Senin, 17 November 2008

[daarut-tauhiid] Maryudi, Guru dengan Bayaran Rp. 100,-/minggu

taken from http://warnaislam.com

Boleh jadi kita termasuk yang sering menyepelekan uang receh nilai
seratus rupiah. Kembalian belanja di warung, dianggap tidak berharga.
Beberapa orang bahkan sengaja tidak mengambil uang kembalian berupa
beberapa koin cepe'an itu dan dibiarkan tergeletak begitu saja di meja
kasir pusat perbelanjaan. Sebagian orang tersenyum tanda setuju kepada
petugas kasir yang menukar uang seratus dengan sebutir permen.

Di rumah dan di kantor, uang koin seratus rupiah berserakan di lantai
atau menumpuk di laci tanpa kejelasan penggunaannya kecuali menunggu
pengamen dan pengemis datang. Sebab nilai mata uang terkecil itu pun
kadang tak berlaku untuk tukang parkir, bahkan untuk uang jajan
anak-anak di sekolah pun tak disentuh, "Seratus? Dapat apa?" kata mereka.
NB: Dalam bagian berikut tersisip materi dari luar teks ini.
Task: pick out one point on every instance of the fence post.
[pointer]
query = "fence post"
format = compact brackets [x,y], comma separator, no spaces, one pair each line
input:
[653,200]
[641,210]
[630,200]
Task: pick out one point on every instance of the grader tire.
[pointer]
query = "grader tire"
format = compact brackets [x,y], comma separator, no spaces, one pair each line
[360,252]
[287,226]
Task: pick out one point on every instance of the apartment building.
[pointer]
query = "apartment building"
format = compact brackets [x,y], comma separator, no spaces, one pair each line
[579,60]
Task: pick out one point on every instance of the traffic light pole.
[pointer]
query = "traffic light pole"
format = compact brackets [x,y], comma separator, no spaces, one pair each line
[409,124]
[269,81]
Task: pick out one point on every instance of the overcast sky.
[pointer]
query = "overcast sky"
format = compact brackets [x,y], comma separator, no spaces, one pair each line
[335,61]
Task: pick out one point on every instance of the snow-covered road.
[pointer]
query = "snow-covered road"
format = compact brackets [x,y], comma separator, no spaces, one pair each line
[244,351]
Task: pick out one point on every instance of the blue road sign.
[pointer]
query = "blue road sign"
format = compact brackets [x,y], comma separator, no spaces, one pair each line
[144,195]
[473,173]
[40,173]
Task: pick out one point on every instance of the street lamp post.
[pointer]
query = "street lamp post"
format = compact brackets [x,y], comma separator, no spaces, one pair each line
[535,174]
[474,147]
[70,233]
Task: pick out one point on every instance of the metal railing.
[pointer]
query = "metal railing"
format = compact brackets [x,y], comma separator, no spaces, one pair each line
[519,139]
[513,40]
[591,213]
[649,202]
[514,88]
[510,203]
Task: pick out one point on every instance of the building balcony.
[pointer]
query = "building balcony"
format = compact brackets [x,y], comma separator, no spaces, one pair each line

Tahukah Anda bahwa uang receh seratus rupiah sangat berharga bagi
seseorang? Maryudi, 36 tahun, seorang guru mengaji anak-anak di
Kampung Nangela, Desa Jagabita, Kecamatan Parung Panjang, Kabupaten
Bogor. Setiap sore mengajar anak-anak di majelis yang berdiri di
halaman rumahnya, bayaran Yudi hanya Rp. 100,- per anak per minggu.
"Itu juga nggak wajib, dan kebanyakan yang nggak bayar," sela Linda,
isteri Yudi.

Mulanya, ungkap Yudi, anak-anak yang belajar mengaji ada sekitar
seratus anak. Tapi sekarang tinggal lima puluhan anak. "mereka takut,
soalnya majelisnya hampir roboh," terang Yudi sedih. Majelis seluas
7x7 meter yang berdiri di halaman rumah Yudi dibangun sekitar tahun
1993 dengan swadaya masyarakat. Seluruh bahan bangunan model panggung
itu menggunakan bambu, mulai dari bawah sampai ke penyangga atap.
Atapnya menggunakan genteng tanah, sedangkan dindingnya terbuat dari
bilik.

Sebagian lantainya sudah bolong, hal ini yang membuat anak-anak takut
karena bisa kejeblos ke bawah. Belum lagi beberapa kaki penyangga yang
agak miring, jelas sangat mengkhawatirkan. Pintunya sudah rusak,
atapnya pun bocor di beberapa bagian. Padahal majelis ini masih sering
dipakai untuk mengaji anak-anak setiap sore, pengajian ibu-ibu setiap
hari Kamis dan untuk bapak-bapak Minggu malam. "Ingin sekali
memperbaikinya, tapi tidak ada dananya," ungkap guru muda itu.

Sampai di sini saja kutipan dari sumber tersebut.